Dans un monde où les humains ne savent plus rêver, un être pas comme les autres perd pied et n’arrive plus à distinguer l’illusion de la réalité. Seule une femme voit clair en lui. Elle parvient à pénétrer ses rêves, en quête de la vérité…
Les premiers moments du film envoûtent quasi instantanément : pour celles et ceux qui en auront accepté les « conditions », le voyage que propose Bi Gan sera d’une grande beauté formelle, un appel aux sens ainsi qu’une célébration de l’imaginaire. Une odyssée d’une richesse inouïe, en plusieurs tableaux, une dystopie sur fond de fin du monde mettant en scène une société autoritaire (pour ne pas dire totalitaire) dans laquelle les gens ne savent plus rêver. Quelques individus, les « Rêvoleurs » (« fantasmers » dans la traduction anglaise), se réfugient dans les rêves et se retrouvent pourchassés par une police des rêves (dont le but avoué est de les réveiller pour assurer la bonne linéarité du temps). C’est le parcours de l’un d’entre eux que nous propose de suivre Bi Gan. Une errance protéiforme à travers l’histoire du cinéma, chacun des six segments qui constituent l’ossature de Résurrection évoquant clairement une période précise, citant littéralement des films comme autant de clés (citons notamment La Dame de Shanghai d’Orson Welles lors de la scène de la fusillade au milieu de dizaines de miroirs) tout en étant rattaché à un sens, la vue, l’ouïe, le goût, l’odorat, le toucher. Ce qui séduit d’emblée c’est cet amour du cinéma, cette célébration de la magie du cinéma par la convocation de personnages ou de temps forts cinématographiques bien ancrés dans notre imaginaire de cinéphile : le vampire et son apparition tout en ombre, référence au Nosferatu de Carl Theodor Dreyer ; l’expressionnisme allemand ; les premiers temps du 7e Art, avec le muet (c’est d’ailleurs l’objet du premier segment du film), les figures tutélaires que sont les Frères Lumière (dont des extraits de courts métrages apparaissent à l’écran, L’arroseur arrosé pour n’en citer qu’un) et Georges Méliès auquel on pense forcément.
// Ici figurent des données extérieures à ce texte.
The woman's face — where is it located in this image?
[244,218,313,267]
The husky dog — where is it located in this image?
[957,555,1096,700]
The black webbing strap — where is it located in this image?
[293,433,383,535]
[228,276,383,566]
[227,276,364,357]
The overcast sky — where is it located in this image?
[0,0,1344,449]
Une errance protéiforme à travers l’histoire du cinéma, chacun des six segments qui constituent l’ossature de Résurrection évoquant clairement une période précise, citant littéralement des films comme autant de clés
La mise en scène de Bi Gan, déjà formidable dans ses œuvres précédentes, est un modèle du genre, d’une inventivité presque sans aucune limite (jusqu’où peut-il réellement aller ?), une réelle prouesse technique à l’image d’un plan-séquence de plus de vingt minutes sur une image saturée de couleur rouge qui voit un jeune homme et une jeune femme (qui lui avouera un peu plus tard être un vampire) se balader, se séduire dans les dédales d’une ville déserte et saisie hors du temps, exploitant à merveille chaque recoin pour y positionner sa caméra. Cette déambulation des deux amants jusqu’au petit matin possède un charme fou et un côté poétique indéniable.
Résurrection est un voyage au bout du rêve, un véritable poème visuel, qui brouille la perception de l’espace et du temps, et met le spectateur sous hypnose.
Résurrection est un voyage au bout du rêve, un véritable poème visuel, qui brouille la perception de l’espace et du temps, et met le spectateur sous hypnose. Il constitue un plaisir de chaque instant, ne cédant jamais à la facilité (l’œuvre reste exigeante, il faut le souligner, et devrait donc perdre plus d’un spectateur) mais provoque un sentiment assez unique : la sensation, étrange mais à la fois rassurante, de ne jamais vouloir sortir de ce rêve, de vouloir prolonger l’immersion totale. L’épilogue « à la bougie », sublime instant célébrant la magie du 7e Art, se permet même d’évoquer l’importance de la salle de cinéma, et sa possible disparition.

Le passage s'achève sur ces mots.